🤖 AI Summary
Low-precision neural network training suffers from a fundamental trade-off between stability and accuracy. Method: Inspired by multiplicative synaptic noise dynamics in biological systems, we propose a Bayesian learning framework grounded in a log-normal posterior assumption. We introduce, for the first time, multiplicative dynamics into artificial neural network training—combining multiplicative noise with implicit regularization in parameter updates—requiring only one additional vector of parameters, thus minimizing memory overhead. The method supports fully low-precision forward passes and is compatible with mainstream large architectures, including ViT and GPT-2. Contribution/Results: Experiments demonstrate stable, from-scratch training under purely low-precision forward computation; enhanced learning and inference robustness on energy-efficient hardware; and final accuracies matching those achieved by Adam. This work establishes a novel paradigm for efficient Bayesian learning tailored to edge AI.
📝 Abstract
Studies in neuroscience have shown that biological synapses follow a log-normal distribution whose transitioning can be explained by noisy multiplicative dynamics. Biological networks can function stably even under dynamically fluctuating conditions arising due to unreliable synaptic transmissions. Here we ask: Is it possible to design similar multiplicative training in artificial neural networks? To answer this question, we derive a Bayesian learning rule that assumes log-normal posterior distributions over weights which gives rise to a new Log-Normal Multiplicative Dynamics (LMD) algorithm.
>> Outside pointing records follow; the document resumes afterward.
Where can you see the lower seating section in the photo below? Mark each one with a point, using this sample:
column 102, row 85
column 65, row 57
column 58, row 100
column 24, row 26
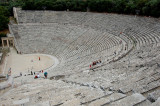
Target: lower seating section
column 128, row 47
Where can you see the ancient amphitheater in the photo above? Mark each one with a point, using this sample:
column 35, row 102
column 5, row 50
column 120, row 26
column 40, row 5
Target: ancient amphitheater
column 128, row 46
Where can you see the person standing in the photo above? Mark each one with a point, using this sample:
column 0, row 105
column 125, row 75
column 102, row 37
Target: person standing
column 45, row 75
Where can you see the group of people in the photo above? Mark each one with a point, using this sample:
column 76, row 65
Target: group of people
column 95, row 63
column 38, row 76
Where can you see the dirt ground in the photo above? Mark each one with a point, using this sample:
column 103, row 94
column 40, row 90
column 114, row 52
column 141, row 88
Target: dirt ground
column 25, row 63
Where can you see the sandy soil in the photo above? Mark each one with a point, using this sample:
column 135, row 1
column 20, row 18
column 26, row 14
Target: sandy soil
column 26, row 63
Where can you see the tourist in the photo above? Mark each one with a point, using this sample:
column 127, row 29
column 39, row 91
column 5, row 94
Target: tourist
column 20, row 73
column 38, row 75
column 45, row 75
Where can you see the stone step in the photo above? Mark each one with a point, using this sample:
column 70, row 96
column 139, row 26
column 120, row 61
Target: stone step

The algorithm uses multiplicative updates with both noise and regularization applied multiplicatively. The method is as easy to implement as Adam and only requires one additional vector to store. Our results show that LMD achieves stable and accurate training-from-scratch under low-precision forward operations for Vision Transformer and GPT-2. These results suggest that multiplicative dynamics, a biological feature, may enable stable low-precision inference and learning on future energy-efficient hardware.